Scientists out of Spain led by Dr. Andrés Ozaita revealed last month in their publication in the journal Neurology of Disease that the endocannabinoid system (ECS) may be involved in the pathogenesis of Down syndrome (DS). Their study was the first to implicate the ECS as a possible contributing cause to the cognitive deficits seen in people with DS. The ECS is a biological system made up of receptors, ligands, and enzymes responsible for making and destroying endocannabinoids. It runs throughout the body and is the target of the phytocannabinoids THC and CBD, as well as others.
DS is the most common genetic cause of mental disability. It is caused by the total or partial trisomy of chromosome 21 and affects one in every 700-1000 live births. It is most commonly associated with anatomical abnormalities and intellectual disability. However, people with DS are more likely than non-DS people to develop other diseases such as congenital heart defects, leukemia, Alzheimer’s disease, and Hirschsprung disease, to name a few. Thus Dr. Ozaita’s team’s findings may point to a potential therapeutical target for DS patients.

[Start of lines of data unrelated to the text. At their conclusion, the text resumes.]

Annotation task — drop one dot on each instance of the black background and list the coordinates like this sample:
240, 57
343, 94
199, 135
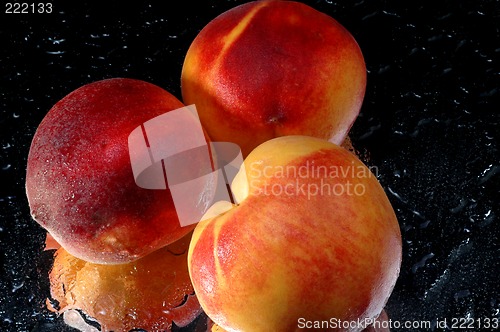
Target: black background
429, 122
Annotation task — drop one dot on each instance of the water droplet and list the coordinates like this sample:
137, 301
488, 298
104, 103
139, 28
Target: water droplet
422, 262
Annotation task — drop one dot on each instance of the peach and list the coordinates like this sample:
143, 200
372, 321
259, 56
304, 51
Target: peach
80, 183
313, 238
150, 293
273, 68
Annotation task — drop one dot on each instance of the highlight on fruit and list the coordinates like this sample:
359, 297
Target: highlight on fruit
243, 199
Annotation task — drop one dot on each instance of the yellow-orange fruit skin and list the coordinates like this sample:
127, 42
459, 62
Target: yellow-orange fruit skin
273, 68
294, 253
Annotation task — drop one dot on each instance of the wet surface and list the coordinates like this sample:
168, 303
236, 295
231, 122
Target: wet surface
429, 123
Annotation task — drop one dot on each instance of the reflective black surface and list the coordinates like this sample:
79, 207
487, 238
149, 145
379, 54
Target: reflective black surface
429, 122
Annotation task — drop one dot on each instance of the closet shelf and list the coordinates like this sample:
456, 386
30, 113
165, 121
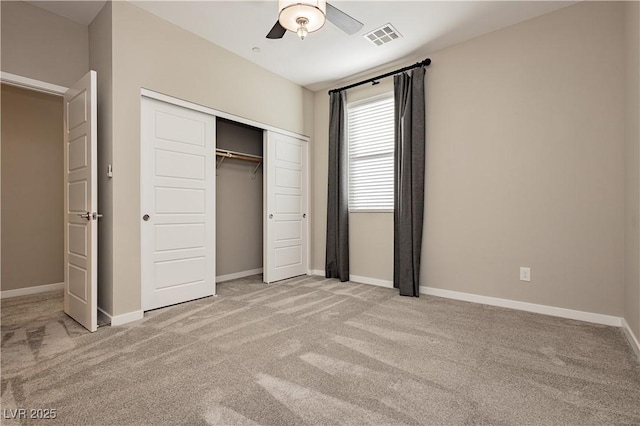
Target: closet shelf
238, 155
223, 153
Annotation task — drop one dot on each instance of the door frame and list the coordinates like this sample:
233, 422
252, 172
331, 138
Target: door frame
51, 89
265, 127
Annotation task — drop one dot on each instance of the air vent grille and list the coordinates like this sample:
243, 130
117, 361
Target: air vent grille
383, 35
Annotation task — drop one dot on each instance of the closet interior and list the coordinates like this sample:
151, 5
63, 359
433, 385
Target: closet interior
239, 200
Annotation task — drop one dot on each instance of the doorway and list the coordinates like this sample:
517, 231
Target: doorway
32, 191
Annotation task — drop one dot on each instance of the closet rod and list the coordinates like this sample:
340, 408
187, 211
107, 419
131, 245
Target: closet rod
239, 156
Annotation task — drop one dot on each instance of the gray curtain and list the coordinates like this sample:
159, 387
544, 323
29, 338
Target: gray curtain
409, 180
337, 256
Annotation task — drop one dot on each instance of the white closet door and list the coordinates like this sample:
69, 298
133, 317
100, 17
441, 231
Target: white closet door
177, 205
286, 222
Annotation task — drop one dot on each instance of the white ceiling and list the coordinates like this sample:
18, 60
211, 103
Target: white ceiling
329, 55
81, 12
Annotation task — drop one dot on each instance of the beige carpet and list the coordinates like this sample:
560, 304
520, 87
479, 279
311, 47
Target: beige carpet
315, 351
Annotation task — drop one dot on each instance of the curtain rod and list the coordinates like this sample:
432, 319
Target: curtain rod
373, 80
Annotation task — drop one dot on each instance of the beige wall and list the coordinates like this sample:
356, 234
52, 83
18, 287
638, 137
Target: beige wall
525, 163
632, 156
238, 201
100, 60
32, 189
43, 46
154, 54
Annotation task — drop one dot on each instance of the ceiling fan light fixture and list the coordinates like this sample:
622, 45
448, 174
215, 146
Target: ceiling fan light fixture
302, 17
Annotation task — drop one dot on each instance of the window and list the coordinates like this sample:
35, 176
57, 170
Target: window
370, 137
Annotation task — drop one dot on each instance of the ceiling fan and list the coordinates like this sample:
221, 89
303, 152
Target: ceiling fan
306, 16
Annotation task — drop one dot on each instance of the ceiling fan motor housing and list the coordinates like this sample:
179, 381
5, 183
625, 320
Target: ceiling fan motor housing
291, 12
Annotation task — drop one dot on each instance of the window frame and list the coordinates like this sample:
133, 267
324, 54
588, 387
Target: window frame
387, 95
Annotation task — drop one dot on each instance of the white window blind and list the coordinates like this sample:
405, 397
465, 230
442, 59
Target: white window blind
370, 137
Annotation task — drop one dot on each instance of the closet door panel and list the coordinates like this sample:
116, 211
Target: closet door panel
178, 204
286, 221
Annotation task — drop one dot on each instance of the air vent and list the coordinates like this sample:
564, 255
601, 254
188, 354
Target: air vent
383, 35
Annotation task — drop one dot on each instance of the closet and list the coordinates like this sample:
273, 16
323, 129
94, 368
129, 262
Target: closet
222, 197
239, 200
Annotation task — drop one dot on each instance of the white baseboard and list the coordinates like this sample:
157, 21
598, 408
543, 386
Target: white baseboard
103, 312
524, 306
371, 281
236, 275
633, 339
126, 318
31, 290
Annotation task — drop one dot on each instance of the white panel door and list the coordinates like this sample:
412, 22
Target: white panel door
177, 180
286, 222
81, 202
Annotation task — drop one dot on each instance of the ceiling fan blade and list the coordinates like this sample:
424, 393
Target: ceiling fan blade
277, 31
343, 21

The authors used two reliable mouse models of DS, the segmentally trisomic Ts65Dn model and a transgenic mouse model overexpressing a single gene candidate for DS cognitive phenotypes. With these two models, the researchers used pharmacological methods to decrease the activity of the cannabinoid receptor type 1 (CB1). First, the team found that in the hippocampus, in which DS patients show marked deficits in hippocampal-dependent memory, there is an overexpression of CB1 receptors in their model mice. Even more, this overexpression is limited to excitatory neurons over inhibitory ones. This could change the excitability/inhibition balance of activity in the region. To investigate if this had any consequence on the normal functioning of the hippocampus, they administered the CB1 antagonists rimonabant or a compound called NESS 0327 for seven days.

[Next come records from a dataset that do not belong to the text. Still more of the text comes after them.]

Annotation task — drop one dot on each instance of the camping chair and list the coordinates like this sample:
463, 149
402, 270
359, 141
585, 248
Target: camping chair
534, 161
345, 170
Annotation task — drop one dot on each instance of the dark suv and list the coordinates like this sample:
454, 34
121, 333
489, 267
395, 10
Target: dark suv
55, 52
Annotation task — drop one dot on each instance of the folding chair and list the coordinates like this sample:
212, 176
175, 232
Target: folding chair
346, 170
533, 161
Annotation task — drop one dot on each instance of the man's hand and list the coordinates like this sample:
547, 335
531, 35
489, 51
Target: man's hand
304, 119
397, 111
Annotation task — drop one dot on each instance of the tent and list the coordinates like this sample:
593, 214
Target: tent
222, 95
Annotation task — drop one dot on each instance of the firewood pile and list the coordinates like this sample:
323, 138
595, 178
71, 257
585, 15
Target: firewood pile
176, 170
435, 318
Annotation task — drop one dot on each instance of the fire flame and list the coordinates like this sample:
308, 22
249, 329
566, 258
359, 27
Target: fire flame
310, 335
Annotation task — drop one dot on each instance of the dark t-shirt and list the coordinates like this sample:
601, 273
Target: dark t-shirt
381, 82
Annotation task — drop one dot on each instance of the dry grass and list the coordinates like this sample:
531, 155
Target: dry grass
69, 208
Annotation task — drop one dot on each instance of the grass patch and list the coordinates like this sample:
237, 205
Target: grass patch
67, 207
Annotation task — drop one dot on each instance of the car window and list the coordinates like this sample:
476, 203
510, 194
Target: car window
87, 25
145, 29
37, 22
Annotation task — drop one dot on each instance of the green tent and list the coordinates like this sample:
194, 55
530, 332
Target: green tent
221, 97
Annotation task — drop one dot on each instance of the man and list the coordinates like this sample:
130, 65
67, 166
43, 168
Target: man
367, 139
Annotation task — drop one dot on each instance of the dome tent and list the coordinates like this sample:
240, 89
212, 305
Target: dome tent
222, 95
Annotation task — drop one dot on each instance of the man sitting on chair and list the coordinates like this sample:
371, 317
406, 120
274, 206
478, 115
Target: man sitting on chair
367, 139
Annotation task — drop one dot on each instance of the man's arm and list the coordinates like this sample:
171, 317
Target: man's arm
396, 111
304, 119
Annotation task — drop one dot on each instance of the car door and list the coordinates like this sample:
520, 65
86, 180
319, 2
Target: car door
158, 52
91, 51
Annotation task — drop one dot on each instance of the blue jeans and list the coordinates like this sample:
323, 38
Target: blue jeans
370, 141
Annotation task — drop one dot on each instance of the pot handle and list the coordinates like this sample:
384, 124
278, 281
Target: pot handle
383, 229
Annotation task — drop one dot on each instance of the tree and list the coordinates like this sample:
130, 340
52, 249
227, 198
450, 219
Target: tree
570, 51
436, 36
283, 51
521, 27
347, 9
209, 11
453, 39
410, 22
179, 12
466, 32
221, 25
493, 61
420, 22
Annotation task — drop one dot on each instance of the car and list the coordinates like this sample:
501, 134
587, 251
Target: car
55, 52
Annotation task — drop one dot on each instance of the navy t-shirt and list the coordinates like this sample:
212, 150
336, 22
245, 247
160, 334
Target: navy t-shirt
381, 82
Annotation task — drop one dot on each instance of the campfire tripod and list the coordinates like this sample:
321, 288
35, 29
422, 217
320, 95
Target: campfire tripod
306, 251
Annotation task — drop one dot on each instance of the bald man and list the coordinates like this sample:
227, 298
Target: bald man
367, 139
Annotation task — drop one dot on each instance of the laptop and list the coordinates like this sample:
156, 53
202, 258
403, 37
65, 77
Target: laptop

After the mice underwent this injection schedule they showed marked improvement in hippocampal-dependent memory tests. Not only that, but the researchers were able to restore synaptic plasticity, and, most interestingly, rescued hippocampal neurogenesis. Neurons within the hippocampus are able to be produced throughout the lifespan and are thought to be very important in memory.
The exact cause for these alterations has remained unknown. The authors of the present research decided to target the ECS because it is very involved in “fine-tuning” these very same processes. Endocannabinoids have been recognized for their role as neuromodulators and in physiological homeostasis. That is, they make sure several bodily processes are in check. If this modulation is out of sorts in the hippocampus in patients with PD, it could explain some of their learning and memory problems.

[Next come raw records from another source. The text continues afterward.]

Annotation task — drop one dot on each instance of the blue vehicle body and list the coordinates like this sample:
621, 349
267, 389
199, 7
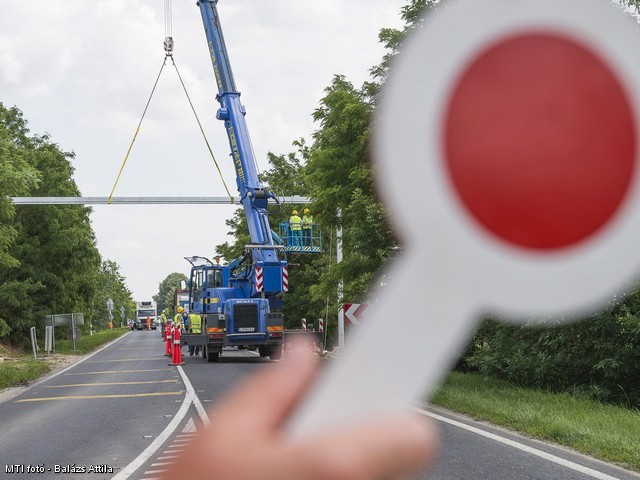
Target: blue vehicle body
238, 301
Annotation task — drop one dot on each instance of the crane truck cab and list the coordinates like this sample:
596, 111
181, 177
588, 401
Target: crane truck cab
233, 308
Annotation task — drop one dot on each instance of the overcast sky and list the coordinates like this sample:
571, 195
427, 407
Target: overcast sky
83, 71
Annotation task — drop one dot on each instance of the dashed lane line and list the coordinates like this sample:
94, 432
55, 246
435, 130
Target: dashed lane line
120, 371
98, 384
94, 397
155, 359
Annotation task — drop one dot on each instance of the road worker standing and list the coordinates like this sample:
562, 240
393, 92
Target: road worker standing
307, 227
295, 224
196, 327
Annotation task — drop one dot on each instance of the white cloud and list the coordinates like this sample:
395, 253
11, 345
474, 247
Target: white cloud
83, 71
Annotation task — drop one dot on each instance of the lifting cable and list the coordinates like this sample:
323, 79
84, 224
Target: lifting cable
168, 47
202, 131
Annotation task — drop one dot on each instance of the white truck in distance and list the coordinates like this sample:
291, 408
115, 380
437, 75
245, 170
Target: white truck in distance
144, 310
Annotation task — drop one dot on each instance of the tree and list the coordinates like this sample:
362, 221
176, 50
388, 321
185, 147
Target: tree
17, 178
166, 290
49, 262
110, 283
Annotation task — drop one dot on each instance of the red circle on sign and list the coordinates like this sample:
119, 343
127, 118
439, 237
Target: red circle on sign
539, 141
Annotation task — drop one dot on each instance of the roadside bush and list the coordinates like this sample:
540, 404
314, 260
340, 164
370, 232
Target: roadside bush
598, 357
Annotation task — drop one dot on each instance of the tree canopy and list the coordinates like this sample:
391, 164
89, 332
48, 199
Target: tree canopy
49, 262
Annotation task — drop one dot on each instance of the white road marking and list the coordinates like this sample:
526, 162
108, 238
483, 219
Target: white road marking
196, 401
520, 446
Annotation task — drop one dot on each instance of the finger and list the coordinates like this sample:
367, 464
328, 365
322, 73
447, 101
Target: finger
264, 400
388, 448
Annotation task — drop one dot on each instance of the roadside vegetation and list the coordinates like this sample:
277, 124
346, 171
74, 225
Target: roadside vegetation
607, 432
89, 343
20, 368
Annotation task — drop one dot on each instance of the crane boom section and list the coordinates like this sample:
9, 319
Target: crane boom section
254, 196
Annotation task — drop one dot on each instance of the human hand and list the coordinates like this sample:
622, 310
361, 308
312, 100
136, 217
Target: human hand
247, 440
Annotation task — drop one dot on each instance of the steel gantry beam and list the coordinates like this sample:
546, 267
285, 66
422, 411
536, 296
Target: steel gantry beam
142, 200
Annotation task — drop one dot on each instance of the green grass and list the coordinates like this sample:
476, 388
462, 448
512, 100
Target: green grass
88, 343
21, 371
603, 431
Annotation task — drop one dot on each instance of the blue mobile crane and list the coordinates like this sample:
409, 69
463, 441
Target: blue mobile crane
239, 302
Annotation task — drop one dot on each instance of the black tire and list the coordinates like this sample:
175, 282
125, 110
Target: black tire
276, 353
212, 356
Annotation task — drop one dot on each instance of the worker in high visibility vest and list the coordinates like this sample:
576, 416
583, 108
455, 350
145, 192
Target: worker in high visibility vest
196, 327
295, 224
307, 225
177, 320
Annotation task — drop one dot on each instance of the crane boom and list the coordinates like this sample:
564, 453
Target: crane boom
254, 196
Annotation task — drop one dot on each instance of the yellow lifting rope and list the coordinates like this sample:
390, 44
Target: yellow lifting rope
168, 46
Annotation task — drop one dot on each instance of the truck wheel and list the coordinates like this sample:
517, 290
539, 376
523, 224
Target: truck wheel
212, 356
276, 353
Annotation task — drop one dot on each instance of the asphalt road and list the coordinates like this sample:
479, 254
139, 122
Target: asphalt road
126, 410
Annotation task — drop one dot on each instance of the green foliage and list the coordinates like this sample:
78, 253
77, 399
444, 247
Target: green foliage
89, 343
21, 371
392, 38
165, 297
597, 357
49, 262
109, 283
590, 427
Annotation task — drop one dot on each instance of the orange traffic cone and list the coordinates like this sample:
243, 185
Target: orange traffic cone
176, 358
167, 341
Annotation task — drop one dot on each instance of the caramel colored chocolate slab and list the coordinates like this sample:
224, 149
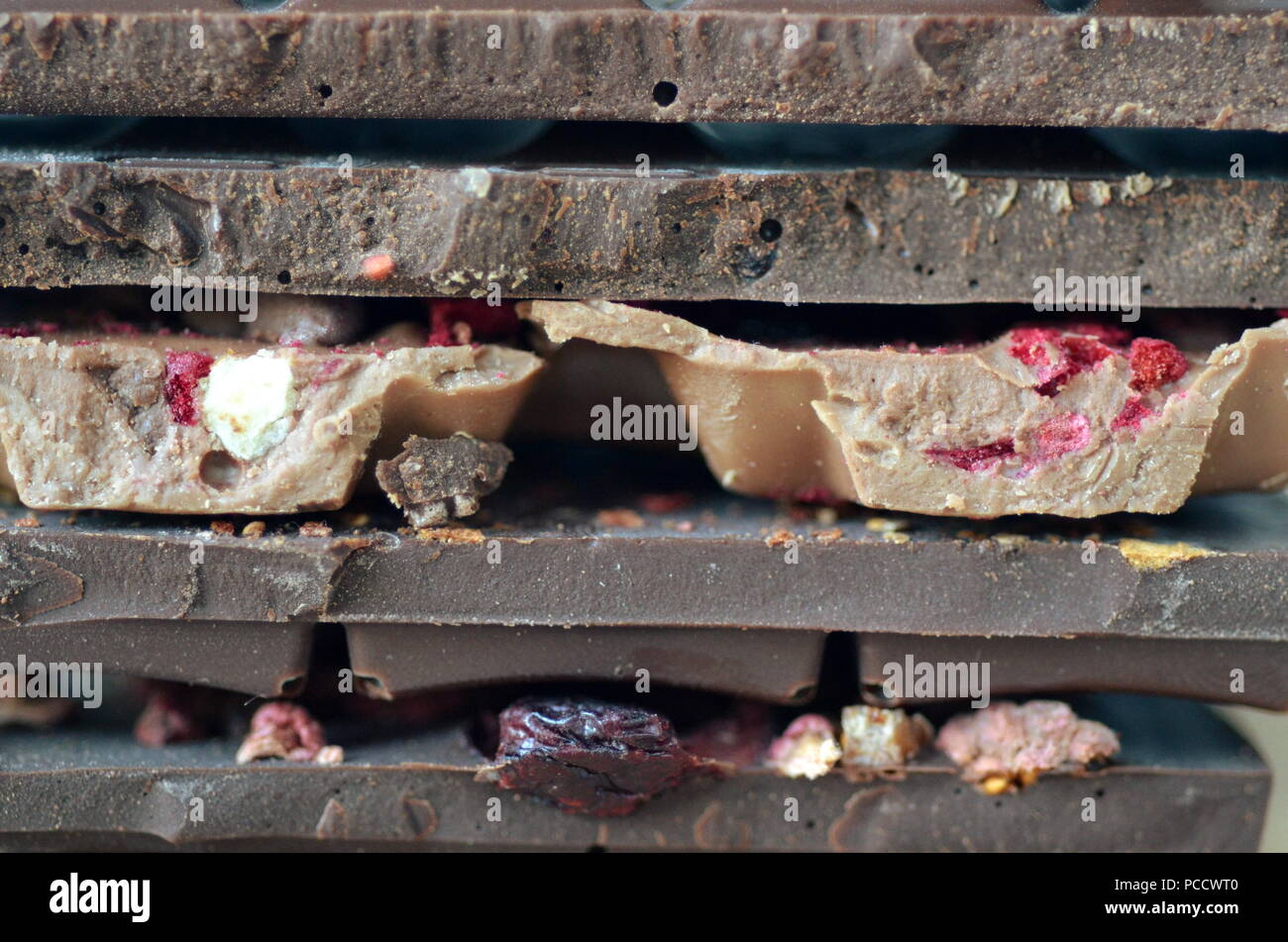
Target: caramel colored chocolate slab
94, 422
690, 231
778, 666
1184, 782
720, 562
1151, 63
1163, 667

As far as the authors know, there are no pharmaceutical treatments available to help improve the intellectual capabilities in DS patients, although some pharmacological treatments have been tried (see here for a review). Targeting the CB1 receptor may be a viable treatment to improve DS patient’s quality life. Nevertheless, the disease is genetic, and thus we must wait for accessible genetic therapy specifically designed to treat chromosomal mutations. Yet, regardless of treatment choices, we must remember to give those with DS the opportunity to participate in society and grant them the respect that every individual deserves.